Innerhalb vierundzwanzig Stunden standen Dunton und ich bereits vor einem Richter, angeklagt wegen I. D. B. in Verbindung mit dem Tode einer eingeborenen Frau, deren Leiche unter verdächtigen Umständen in unserem Bureau gefunden worden sei.

Unsere Lage wurde sofort eine sehr gefährliche, weil die Untersuchung des Arztes die wirkliche Ursache des plötzlichen Todes der Frau ergeben hatte. Es stellte sich heraus, daß sie eine Stahlnadel im Haar getragen, die bei dem die Frau betroffenen Anfall in ihren Kopf gedrungen war und ihr das Gehirn durchbohrt hatte. Diese Verletzung konnte ebensogut zufällig wie absichtlich erfolgt sein. Darüber ließ sich nichts nachweisen. Dahingegen befanden sich die Diamanten auf meinem Tisch, und da wir natürlich die Wahrheit aussagten, erfuhren die Behörden, daß sie der Frau gehörten, daß sie zu uns gekommen war, um sie uns zu verkaufen und daß sie sich mit uns gestritten hatte.

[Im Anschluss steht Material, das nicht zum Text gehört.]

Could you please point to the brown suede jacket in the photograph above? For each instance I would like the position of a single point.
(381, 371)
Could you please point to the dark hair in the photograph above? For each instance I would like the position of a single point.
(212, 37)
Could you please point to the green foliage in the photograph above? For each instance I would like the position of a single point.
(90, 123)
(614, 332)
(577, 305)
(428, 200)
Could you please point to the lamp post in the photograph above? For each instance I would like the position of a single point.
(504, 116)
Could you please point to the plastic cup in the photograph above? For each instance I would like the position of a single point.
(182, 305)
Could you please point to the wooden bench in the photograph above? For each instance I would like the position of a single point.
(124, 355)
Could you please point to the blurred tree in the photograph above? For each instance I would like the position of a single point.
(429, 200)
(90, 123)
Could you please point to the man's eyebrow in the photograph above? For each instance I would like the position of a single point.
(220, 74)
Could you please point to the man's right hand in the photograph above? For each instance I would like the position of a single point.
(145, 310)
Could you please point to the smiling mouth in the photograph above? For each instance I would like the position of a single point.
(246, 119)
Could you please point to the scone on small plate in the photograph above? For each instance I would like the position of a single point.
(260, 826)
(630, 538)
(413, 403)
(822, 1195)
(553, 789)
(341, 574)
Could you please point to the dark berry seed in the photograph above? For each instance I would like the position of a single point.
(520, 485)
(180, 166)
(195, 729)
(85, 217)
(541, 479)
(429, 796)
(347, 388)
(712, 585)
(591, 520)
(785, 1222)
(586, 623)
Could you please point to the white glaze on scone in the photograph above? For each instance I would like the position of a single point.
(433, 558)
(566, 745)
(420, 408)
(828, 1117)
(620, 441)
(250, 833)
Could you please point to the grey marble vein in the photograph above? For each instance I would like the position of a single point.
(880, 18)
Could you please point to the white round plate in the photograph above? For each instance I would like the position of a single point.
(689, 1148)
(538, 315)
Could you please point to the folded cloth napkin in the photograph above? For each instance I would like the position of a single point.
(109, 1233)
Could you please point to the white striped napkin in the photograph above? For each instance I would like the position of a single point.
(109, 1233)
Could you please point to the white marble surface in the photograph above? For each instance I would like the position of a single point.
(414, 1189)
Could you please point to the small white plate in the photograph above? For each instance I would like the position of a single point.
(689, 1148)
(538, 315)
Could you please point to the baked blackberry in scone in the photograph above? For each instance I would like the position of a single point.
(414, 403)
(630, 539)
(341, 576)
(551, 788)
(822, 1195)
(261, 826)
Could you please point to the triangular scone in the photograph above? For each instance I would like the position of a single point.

Das Beweismaterial genügte mehr als hinreichend, um das Einschreiten des Gerichts gegen uns zu veranlassen und das geschah, nachdem die sonst übliche Kaution wegen der Schwere der gegen uns gerichteten Anklage abgelehnt worden war.

Ich erklärte Ihnen bereits, daß wir die Wahrheit ausgesagt hatten. Wir hatten aber über den großen Diamanten, den Wyvill in die Tasche gesteckt hatte, nichts gesagt. Wir waren feige und wagten es nicht. Wir kannten den Mann, mit dem wir es zu tun hatten. Vor dem Eintreffen des Inspektors waren wir ja schon entschlossen gewesen, West und Wyvill den großen Edelstein auf die einfache Drohung hin zu überlassen, die Sache nach ihrer Weise den Behörden darzustellen. Um unser Leben zu retten, durften wir es nicht wagen, sie uns zu Feinden zu machen, gerade jetzt, wo das Schicksal uns in eine solche Falle gebracht hatte.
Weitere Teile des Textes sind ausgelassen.